# Data Validation Notebook

This notebook performs sanity checks on the data to ensure quality before training.

In [None]:
import pandas as pd
import numpy as np

data_path = '../data/raw/spam.csv'

## 1. Load Data

In [None]:
try:
    df = pd.read_csv(data_path, encoding='latin-1')
    print("Data loaded successfully.")
except Exception as e:
    print(f"Error loading data: {e}")

## 2. Missing Values Check

In [None]:
missing = df.isnull().sum()
print("Missing values per column:")
print(missing[missing > 0])

if missing['v1'] > 0 or missing['v2'] > 0:
    print("WARNING: Critical columns have missing values!")
else:
    print("PASSED: No missing values in critical columns.")

## 3. Duplicate Check

In [None]:
duplicates = df.duplicated().sum()
print(f"Number of duplicate rows: {duplicates}")

if duplicates > 0:
    print("Note: Duplicates found. Consider whether to remove them.")

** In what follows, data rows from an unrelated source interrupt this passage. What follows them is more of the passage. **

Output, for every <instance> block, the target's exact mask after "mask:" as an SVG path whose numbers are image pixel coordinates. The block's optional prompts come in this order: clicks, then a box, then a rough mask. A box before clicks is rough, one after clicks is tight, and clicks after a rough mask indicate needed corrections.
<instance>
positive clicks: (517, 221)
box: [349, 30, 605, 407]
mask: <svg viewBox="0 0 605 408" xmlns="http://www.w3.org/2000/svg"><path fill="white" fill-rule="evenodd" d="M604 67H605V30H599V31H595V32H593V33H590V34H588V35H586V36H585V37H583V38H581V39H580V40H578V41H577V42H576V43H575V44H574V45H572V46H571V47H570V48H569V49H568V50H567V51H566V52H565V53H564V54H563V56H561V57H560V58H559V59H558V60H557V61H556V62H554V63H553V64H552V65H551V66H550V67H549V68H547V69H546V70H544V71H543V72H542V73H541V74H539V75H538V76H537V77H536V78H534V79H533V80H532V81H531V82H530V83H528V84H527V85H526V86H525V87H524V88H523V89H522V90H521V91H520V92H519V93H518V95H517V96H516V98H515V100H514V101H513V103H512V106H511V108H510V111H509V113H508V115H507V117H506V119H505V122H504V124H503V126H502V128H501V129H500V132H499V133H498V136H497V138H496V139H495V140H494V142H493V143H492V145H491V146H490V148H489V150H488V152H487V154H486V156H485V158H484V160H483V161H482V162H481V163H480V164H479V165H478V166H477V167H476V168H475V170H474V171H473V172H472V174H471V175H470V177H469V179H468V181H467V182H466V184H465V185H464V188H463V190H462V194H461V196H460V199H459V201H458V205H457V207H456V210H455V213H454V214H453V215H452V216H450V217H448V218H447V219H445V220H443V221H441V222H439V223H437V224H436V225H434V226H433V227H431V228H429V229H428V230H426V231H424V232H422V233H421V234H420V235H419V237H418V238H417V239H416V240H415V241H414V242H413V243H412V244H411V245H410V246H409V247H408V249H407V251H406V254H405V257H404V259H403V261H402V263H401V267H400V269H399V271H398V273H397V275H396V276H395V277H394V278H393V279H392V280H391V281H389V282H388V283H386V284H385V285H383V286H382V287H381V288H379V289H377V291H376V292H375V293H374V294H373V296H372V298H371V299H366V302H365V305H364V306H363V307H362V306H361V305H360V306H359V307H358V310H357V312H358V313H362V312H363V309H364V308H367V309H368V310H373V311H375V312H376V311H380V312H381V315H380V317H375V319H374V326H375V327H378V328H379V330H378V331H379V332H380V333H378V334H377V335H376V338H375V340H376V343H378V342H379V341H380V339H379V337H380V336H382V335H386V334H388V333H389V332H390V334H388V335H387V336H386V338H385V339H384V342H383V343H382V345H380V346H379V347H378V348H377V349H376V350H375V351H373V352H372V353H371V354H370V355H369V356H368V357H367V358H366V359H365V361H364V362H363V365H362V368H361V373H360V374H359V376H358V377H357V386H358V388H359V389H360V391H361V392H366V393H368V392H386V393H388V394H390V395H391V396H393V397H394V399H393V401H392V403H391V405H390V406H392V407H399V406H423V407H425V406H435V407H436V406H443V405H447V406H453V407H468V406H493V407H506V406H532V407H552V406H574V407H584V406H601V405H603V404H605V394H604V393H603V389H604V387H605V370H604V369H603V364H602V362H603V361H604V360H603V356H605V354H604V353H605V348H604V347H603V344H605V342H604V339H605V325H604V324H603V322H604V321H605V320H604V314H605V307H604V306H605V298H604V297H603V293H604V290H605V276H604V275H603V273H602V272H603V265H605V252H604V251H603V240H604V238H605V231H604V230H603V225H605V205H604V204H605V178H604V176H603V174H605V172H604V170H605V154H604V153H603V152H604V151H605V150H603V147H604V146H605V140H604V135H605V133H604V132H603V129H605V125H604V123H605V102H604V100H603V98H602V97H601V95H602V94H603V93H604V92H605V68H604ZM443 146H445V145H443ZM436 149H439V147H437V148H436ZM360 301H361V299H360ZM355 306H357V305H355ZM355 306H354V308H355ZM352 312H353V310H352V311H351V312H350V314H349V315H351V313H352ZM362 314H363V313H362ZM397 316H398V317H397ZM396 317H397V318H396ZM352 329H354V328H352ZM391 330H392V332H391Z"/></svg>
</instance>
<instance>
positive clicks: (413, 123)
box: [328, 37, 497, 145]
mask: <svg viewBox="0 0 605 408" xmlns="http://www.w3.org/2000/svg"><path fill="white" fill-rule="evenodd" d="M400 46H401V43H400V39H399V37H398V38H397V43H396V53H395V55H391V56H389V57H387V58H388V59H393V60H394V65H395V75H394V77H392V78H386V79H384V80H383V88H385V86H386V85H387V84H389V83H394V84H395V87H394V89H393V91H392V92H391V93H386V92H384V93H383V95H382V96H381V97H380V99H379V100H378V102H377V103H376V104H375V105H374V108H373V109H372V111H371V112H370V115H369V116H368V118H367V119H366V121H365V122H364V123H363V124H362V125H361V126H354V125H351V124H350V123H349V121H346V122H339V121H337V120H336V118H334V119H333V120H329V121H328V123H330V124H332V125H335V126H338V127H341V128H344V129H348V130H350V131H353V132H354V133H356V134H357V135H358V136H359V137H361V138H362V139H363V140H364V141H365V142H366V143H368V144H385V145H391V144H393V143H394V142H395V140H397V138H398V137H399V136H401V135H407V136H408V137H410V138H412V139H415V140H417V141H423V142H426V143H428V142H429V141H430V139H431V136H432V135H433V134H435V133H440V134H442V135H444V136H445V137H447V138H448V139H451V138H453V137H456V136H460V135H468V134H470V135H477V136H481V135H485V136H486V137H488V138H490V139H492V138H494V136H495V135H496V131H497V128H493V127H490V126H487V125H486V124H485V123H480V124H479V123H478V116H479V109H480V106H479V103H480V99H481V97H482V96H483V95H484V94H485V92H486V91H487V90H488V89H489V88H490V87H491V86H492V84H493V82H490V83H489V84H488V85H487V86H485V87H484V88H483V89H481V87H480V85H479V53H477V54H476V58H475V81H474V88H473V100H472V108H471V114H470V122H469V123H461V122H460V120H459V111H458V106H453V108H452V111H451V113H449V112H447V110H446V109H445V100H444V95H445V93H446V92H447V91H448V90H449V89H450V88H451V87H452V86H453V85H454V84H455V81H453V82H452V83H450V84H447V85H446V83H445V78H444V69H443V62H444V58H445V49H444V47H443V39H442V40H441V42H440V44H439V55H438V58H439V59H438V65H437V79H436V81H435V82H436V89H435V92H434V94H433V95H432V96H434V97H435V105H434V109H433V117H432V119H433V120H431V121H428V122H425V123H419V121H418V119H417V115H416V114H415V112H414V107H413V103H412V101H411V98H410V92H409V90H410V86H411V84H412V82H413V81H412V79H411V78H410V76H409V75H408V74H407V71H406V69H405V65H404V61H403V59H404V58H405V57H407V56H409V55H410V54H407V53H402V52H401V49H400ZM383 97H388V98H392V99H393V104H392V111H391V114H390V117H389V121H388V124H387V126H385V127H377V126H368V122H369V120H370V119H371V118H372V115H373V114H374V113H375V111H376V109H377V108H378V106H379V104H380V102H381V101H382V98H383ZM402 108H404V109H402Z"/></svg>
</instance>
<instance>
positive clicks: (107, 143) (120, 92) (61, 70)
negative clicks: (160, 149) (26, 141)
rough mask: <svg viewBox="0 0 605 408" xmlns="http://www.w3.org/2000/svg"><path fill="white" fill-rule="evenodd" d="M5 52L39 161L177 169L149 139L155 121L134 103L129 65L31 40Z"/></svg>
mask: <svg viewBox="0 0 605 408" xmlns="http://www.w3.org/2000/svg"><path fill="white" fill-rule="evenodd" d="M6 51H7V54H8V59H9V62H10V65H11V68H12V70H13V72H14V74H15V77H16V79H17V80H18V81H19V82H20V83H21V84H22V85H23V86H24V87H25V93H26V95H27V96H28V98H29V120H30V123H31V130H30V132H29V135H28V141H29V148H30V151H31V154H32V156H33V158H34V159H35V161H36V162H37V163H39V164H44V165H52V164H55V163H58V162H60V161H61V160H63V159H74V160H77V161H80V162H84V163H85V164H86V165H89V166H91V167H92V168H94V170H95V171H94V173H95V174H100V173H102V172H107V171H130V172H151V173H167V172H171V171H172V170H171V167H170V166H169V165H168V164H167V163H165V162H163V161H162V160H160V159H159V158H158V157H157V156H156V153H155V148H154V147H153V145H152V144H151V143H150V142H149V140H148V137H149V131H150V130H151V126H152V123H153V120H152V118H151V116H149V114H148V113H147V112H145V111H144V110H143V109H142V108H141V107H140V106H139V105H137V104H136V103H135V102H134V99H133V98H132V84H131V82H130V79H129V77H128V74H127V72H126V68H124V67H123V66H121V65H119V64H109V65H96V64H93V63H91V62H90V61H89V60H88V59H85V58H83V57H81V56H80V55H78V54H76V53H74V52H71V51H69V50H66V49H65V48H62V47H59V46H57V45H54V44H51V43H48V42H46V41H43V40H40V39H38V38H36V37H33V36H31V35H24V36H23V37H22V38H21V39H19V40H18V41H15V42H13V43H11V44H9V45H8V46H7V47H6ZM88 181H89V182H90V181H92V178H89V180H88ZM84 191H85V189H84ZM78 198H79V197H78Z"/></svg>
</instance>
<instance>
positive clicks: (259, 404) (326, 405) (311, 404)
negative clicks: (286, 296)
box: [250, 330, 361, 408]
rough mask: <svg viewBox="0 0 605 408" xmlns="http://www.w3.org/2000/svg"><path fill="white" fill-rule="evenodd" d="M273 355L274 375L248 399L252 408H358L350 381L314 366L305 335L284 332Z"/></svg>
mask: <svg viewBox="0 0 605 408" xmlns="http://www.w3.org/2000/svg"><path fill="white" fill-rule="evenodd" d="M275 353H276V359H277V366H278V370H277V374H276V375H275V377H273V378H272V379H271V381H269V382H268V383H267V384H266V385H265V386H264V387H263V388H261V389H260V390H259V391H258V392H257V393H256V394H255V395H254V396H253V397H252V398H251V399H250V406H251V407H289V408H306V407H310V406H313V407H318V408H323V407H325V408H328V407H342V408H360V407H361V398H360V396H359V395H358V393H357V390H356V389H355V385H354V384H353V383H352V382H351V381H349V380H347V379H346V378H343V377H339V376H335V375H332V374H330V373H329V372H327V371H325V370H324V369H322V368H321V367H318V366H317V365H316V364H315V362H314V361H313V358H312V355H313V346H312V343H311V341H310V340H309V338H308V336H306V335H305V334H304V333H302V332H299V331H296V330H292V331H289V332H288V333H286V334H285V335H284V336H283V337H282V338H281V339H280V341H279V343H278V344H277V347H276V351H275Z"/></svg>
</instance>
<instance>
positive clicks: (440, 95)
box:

## 4. Label Validity Check

In [None]:
valid_labels = {'ham', 'spam'}
unique_labels = set(df['v1'].unique())

print(f"Found labels: {unique_labels}")

if unique_labels.issubset(valid_labels):
    print("PASSED: All labels are valid.")
else:
    print(f"WARNING: Unexpected labels found: {unique_labels - valid_labels}")